A recent article posted in the Vancouver Sun reported that 2009, Canadians spent nearly $14 billion on officially-likened, government-run, fully-legal gambling operations. This number is up over last year. But the article also reported that despite this increase in spending, the GDP from the country’s gambling industry has been declining in recent years. These figures, however, do not consider unlicensed gambling expenditure. By adding the money players spent at foreign-based online casinos, money that essentially disappears from the Canadian economy, the picture looks even bleaker.
Recent moves by Ontario and British Columbia to offer online gambling sites in Canada will probably boost these numbers in the future. Officials expect to gain hundreds of millions in additional gambling revenue from legal online operations. Critics, however, think it these numbers are not realistic, insisting that government-run internet gambling sites simply cannot compete with foreign-based sites.
There are hundreds of internet sites operating out of other countries that offer internet gambling in Canada. When players gamble at these sites, the Canadian government does not get a penny in tax revenue. No Canadian jobs are created.

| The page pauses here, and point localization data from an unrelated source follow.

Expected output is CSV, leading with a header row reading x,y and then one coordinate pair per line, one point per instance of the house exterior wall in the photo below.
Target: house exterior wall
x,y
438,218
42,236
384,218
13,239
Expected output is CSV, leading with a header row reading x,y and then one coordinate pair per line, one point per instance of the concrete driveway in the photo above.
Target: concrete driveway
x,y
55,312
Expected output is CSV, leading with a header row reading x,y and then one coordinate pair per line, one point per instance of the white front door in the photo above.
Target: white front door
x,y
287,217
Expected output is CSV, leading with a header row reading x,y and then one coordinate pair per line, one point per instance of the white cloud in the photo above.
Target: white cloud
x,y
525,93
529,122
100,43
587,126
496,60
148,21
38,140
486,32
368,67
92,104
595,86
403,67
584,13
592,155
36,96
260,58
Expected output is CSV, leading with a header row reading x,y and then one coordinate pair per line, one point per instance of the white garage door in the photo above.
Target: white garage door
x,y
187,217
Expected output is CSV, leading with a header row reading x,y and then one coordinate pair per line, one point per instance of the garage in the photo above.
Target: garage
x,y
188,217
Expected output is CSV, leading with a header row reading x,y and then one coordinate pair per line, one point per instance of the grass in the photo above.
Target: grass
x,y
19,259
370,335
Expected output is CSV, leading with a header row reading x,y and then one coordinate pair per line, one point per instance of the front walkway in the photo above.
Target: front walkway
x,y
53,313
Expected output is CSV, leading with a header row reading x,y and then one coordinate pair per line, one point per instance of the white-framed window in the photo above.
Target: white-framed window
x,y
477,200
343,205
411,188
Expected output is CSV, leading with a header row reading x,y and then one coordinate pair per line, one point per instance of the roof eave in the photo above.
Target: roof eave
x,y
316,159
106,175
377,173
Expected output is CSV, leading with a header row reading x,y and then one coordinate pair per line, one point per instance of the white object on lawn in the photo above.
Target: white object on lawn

The overall economic effect is negative, as money leaves the country and doesn’t come back.
Offering an official alternative to these foreign-based gambling sites is good in theory, since it keeps the economic effects of the industry within the Canadian economy, but it is hardly enough to offset the negative effects of gambling at foreign websites. Perhaps a better solution would be for Canada to liberalize its gambling industry, both online and offline, still regulating and taxing the system but allowing more operators to offer services. At the end of the day, counting on a huge tax income boost from government-run online gambling sites is as bit of a gamble itself.